After the bare-knuckle political fights of the 2004 election followed by a drawn-out battle over the intelligence reform bill, members of Congress may resolve to try to be more bipartisan in 2005, or they may find themselves fighting many of the same battles.
Republican leaders on Capitol Hill are hoping the 109th Congress will bring the best possible deals on the pressing issues of Social Security (search), taxes, lawsuit liability reform and judicial nominations — even the energy bill that wasn't passed in the last session.
“We want to look back at what we didn’t get finished last year and much of that were things that the House was able to get accomplished but the Senate didn’t. I don’t want to dump on the Senate — but we can build on that and work as quickly as possible,” said Rep. Deborah Pryce (search) of Ohio, chairwoman of the House Republican Conference.
House Republicans are not asking for much, Pryce told FOXNews.com. A lot of the GOP wish list mirrors the goals desired by the White House.
For example, despite some competing visions and a few dissenters in the GOP, the majority of House Republicans appear on board to modify the current Social Security system to give people better retirement opportunities, including personal savings accounts. President Bush declared as much at his economic conference two weeks ago.
Some Republican leaders appear to be more comfortable with talking points than wish lists. House Speaker Dennis Hastert (search) of Illinois doesn't have a list per se, but his spokesman suggested that a recent speech delivered by the speaker summed up his hopes and goals for the next legislative session.
“From Social Security reform to legal reform to finishing up stuff we didn’t finish last time — like the energy bill and the highway bill,” said spokesman John Feehery. “He expects it to be a very active Congress.”
On the flip side, a spokesman for Senate Republican Conference Chairman Rick Santorum (search) of Pennsylvania said Santorum has a narrow wish list for 2005.
“The senator has said on more than one occasion that he would not only like to see Social Security be the top issue next year but to pass Social Security in a bipartisan way,” said spokesman Robert Traynham.
Democrats also have their hopes for legislative accomplishments in the 109th Congress, but some Democratic leaders say that much of their energies this coming year will be directed toward ensuring that they don’t get railroaded by the majority into passing important legislation they don't like.

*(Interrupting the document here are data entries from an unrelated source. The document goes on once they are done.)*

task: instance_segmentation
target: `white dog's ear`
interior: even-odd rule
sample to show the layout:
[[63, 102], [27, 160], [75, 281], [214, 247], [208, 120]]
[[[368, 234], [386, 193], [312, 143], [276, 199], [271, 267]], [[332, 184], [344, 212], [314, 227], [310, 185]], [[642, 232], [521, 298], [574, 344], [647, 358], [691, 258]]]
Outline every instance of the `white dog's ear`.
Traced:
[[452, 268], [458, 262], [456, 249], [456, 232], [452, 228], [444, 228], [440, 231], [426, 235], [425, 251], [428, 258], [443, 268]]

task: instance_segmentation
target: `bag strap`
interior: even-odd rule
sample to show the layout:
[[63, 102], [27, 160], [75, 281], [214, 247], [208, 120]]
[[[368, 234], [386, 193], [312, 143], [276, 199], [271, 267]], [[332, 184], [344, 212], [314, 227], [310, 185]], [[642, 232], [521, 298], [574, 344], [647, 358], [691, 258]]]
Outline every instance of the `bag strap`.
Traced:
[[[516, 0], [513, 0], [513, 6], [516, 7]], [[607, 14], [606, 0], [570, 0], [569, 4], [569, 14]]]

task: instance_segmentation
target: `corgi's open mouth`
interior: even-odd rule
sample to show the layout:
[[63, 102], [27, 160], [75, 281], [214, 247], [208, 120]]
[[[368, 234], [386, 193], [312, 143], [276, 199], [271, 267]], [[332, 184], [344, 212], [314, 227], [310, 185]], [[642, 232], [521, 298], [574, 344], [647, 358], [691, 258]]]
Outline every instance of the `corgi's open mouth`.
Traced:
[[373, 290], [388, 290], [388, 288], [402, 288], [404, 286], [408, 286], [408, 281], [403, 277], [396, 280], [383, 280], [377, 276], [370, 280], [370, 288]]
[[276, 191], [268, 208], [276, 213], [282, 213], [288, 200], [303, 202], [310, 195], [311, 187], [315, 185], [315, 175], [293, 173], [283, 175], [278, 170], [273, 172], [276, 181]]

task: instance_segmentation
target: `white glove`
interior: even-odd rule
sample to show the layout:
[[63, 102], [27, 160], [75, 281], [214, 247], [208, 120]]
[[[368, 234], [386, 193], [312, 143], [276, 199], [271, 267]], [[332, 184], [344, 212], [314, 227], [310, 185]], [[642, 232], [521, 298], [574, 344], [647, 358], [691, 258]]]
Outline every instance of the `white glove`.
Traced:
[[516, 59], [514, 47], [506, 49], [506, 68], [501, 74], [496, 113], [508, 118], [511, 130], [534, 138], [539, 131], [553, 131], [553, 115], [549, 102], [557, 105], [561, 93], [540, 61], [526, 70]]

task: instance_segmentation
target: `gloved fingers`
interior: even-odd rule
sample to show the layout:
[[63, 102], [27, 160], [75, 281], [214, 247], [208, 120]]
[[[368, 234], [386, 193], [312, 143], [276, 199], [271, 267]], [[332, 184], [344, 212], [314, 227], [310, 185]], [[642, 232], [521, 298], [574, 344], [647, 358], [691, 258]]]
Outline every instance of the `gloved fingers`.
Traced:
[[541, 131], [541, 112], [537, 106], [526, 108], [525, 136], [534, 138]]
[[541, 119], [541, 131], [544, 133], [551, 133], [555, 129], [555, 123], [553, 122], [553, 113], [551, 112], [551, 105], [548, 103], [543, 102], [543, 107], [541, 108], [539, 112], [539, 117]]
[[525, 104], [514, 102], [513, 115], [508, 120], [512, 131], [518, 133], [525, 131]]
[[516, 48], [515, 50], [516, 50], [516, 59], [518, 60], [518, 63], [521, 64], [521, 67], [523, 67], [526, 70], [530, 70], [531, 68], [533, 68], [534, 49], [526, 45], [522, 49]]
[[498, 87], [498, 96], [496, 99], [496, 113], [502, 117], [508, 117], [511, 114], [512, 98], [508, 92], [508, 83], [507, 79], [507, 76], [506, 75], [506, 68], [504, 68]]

“My wishes for the next year are for the American people to remain safe, for success in the War on Terror (search) and for Congress to finally work in a bipartisan manner to tackle the Republican deficits and reform the tax code so that it is more simple and fair to the middle class,” said Rep. Steny Hoyer of Maryland, the House minority whip.
While Democrats also recognize the need to address the coming Social Security crisis, several say they consider the Republican-sponsored proposal for personal savings accounts (search) an unacceptable "privatization" scheme.
“Clearly, strengthening the Social Security system, guaranteeing the benefit and preserving the public trust America has had for people who are paying into the system … is a priority," said Dan Maffei, spokesman for Rep. Charles Rangel, D-N.Y., the ranking member on the House Ways and Means Committee.
Tax reform is also on the table, Maffei said. Rolling back some of the president’s tax cuts for the upper-income bracket to pay for increased spending and a ballooning national deficit is a top priority.
Maffei said going into debt while funding existing budget priorities — like homeland security and fully equipping military needs in Iraq — ought to be considered when talk of tax cuts re-emerges next year.
“Rolling back any tax cuts isn’t a goal, but it would be a way to fund things that are goals and Democrats wouldn’t be afraid of that,” said Maffei.
Not all holiday wishes are for domestic achievements either, Maffei said. Putting pressure on Sudan (search) to end its genocide is a priority for Rangel, and influencing Republicans to put words into action will be the challenge in 2005.
"It’s something where he has gotten a lot of moral support from Republicans, and clearly there is a desire, but the question is can they make it a priority with their leadership?” Maffei said.
Hopes Include Making It Happen
While hopes for the new year are filled with promise, feelings among Democrats and Republicans may be a little too raw right now for any warm and fuzzy talk about a renewed bipartisanship anytime soon.
“There will be at least an attempt at bipartisanship in the near future,” Santorum's spokesman Traynham said. However, “the senator thinks the Democrats realize this country is comfortable with a Republican president and Republican ideals.”
Pryce said that Democrats have largely pursued a “purely obstructionist strategy,” and the more conservative Democrats, particularly moderates from so-called “red states” have “seen the writing on the wall.”
“I think we are hearing some talk that they need to look inside themselves and decide whether what they’re doing is right or wrong,” she said.
“That’s illustrating where their attitude really is,” countered Maffei. “I think our members would be satisfied with basic fairness — allowing alternative bills, allowing minority views to be expressed, not leaving votes for bills for the middle of the night. I have a whole list of abuses of power.”
Feehery was blunt and not altogether assuring on the prospects for future bipartisanship.
"It takes two to tango," Feehery said. "The speaker is certainly hoping there will be increased bipartisanship in the next Congress. Let's put it that way."